After two decades in the US, hundreds of thousands of families will now have to decide whether to return to one of the most violent countries on earth — or remain in the US as unauthorized immigrants and try to slink into the shadows.

No president wanted to end humanitarian immigration. Then came Donald Trump.

Temporary Protected Status serves as a form of humanitarian relief, offered to nationals of countries struggling with the aftermath of war, natural disasters, or other humanitarian crises where conditions on the ground make it difficult for people to return safely.

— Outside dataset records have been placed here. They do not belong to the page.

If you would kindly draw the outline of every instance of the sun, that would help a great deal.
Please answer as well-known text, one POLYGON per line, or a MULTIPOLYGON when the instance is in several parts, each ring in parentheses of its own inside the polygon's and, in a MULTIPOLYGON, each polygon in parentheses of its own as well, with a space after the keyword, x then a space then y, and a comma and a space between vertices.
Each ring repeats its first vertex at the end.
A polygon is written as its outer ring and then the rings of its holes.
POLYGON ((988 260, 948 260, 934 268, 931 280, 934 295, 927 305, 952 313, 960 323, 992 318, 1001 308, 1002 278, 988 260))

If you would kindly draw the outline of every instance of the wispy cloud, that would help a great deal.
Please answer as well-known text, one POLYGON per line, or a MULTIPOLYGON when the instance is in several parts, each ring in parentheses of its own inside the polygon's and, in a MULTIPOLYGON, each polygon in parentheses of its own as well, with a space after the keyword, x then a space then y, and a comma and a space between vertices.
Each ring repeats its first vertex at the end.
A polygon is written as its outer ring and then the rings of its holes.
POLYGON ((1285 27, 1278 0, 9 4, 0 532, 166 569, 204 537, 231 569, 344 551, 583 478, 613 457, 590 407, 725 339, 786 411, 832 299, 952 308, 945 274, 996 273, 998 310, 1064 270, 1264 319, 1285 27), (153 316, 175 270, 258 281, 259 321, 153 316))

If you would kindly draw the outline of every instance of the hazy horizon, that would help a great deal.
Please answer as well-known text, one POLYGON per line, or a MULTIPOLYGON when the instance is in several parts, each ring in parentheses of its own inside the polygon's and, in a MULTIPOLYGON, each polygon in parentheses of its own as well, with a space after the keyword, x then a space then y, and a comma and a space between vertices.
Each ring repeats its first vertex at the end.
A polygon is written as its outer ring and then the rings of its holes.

Ten countries — El Salvador, Haiti, Honduras, Nepal, Nicaragua, Somalia, Sudan, South Sudan, Syria, and Yemen — are currently in the program, which is overseen by the Department of Homeland Security and is granted in six- to 18-month intervals that can be renewed as long as DHS deems a designation necessary.

El Salvador was on the TPS list in the 1990s during its long and bloody civil war, but was removed in 1992 (though a related program, Deferred Enforced Departure, protected Salvadorans from getting deported through 1995). In 2001, though, after an earthquake struck El Salvador, the government allowed Salvadorans in the US to apply for TPS again. In the intervening 17 years, it’s renewed protections 10 times.